For Companies Eyeing AI, the Question Is ‘When, Not If’
Generative AI has so much potential that firms in every sector should be paying close attention, said two Yale SOM alums in the field. But each company will need to decide whether to move quickly or wait until issues are ironed out.
As computers evolved from room-sized contraptions wrangled by specialists to machines that displaced typewriters on more and more desks, the change was met with excitement, anxiety, hype, and skepticism. Workers feared being replaced by machines; managers weren’t sure, despite the eyewatering expense of equipping everyone with a computer, whether the devices actually made workers more productive.
Today, businesses face a similar choice. A nascent, probably transformative technology is emerging. Generative AI is reshaping how we access and interact with information. Every sector is either feeling the impact now or will soon. The release of Chat GPT in November 2022 unleashed phenomenal buzz and a torrent of money into the tech sector. But how soon this technology will be broadly useful remains an open question.
One threshold has been passed, according to James Lin ’15, head of AI/ML innovation at Experian; the question facing companies is “when, not if” they will incorporate AI.
Those who move now will be part of figuring how to best use a technology with enormous but undefined potential. “It’s very unexplored,” said Jonas Dahl ’14, a senior product manager with Microsoft’s customer data platform. “There’s a lot of excitement.”
Dahl and Lin spoke during a Yale SOM discussion on September 22. The event was moderated by Alex Burnap, assistant professor of marketing, whose research focuses on using generative AI and other forms of machine learning to improve product management and design.
Microsoft has invested billions in its partnership with OpenAI, ChatGPT’s developer. AIs built around a large language model (LLM), Dahl noted, allow non-technical people to access data easily. “Before you had to write SQL or use a clunky query builder,” he said. “LLMs provide a completely different interface. It’s natural language. I can say, ‘How many people aged between 25 and 35 bought a handbag in California last week?’”
Drawing on the data, the AI can then generate marketing emails. And it can deliver a 360-degree view of customers synthesized from data currently walled off in sales, call center, and transaction siloes. That means, when properly trained and constrained, a generative AI can improve productivity, analysis, and insight. But both Lin and Dahl acknowledged that knowing whether an AI is properly trained and constrained isn’t straightforward.
Burnap offered an example of the challenge of getting an AI trained. If a company like Yelp wanted to use an LLM AI to offer an overall assessment based on all the user-submitted reviews of a restaurant, the AI would have to be fine-tuned to understand which reviews were helpful and which were not, which were real and which were spoofs. That requires tedious, time-intensive labeling of reviews by humans followed by testing to confirm that the AI learned the right lessons.
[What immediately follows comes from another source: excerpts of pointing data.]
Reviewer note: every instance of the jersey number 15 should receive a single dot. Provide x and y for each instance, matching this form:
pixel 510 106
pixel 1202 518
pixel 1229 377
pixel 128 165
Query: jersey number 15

“It’s a lot of work that companies have to account for,” Lin said. There are automated ways to fine-tune an AI, but, he said, Experian has found it worthwhile to use an instruction-based format even though it requires human intervention, often from people with domain-specific knowledge like managers, product specialists, and business analysts. “The way that we’re looking at it is that the data that we’re enriching is our core asset,” he said.
Prioritizing quality data over a specific AI platform is wise when things are changing so quickly, Lin added: “Strategically the most important thing is to remain flexible, because nobody knows what’s around the corner.”
Burnap pointed out that while big players like Open AI and Google get much of the attention, there are already over 150,000 LLMs. When companies decide to move forward with AI, one of the key early choices is whether to use an open-source AI, which offers flexibility in fine-tuning for a specific capability, or a commercial product, which doesn’t require much expertise but is a black box.
“It really depends on the use case,” Dahl said. “For some applications you want to look under the hood and understand everything that’s going on. For some, it’s fine to use a black box.”
Burnap underscored that bias, misinformation, and hallucinations all continue to be significant issues with LLMs. While it might be less efficient, Dahl said, he would review marketing emails that an AI generates rather than letting them be sent automatically. A human review could prevent brand-damaging problems if there were something offensive in the email.
It’s also prudent to limit an AI to only answering questions within its area of knowledge, he noted. That way it will respond, “I don’t know” rather than making up a response. “It’s very important to understand that as a product manager you can really influence the risk you’re taking,” Dahl said.
However, sensible guardrails can’t eliminate all bias or hallucinations. Lin pointed out that it’s currently impossible to predict where hallucination will pop up. “That’s the crux of the problem.” That means, for Experian, which operates in the regulated financial sector, Lin said, “If there is a key financial decision, there has to be a human in the loop.” He expects that policy to continue for the foreseeable future.
So when should companies bring AI on board? The question, Lin said, is whether “you want to be an early adopter and face the problems that we’re talking about—or do you come in later when some of these things are solved.”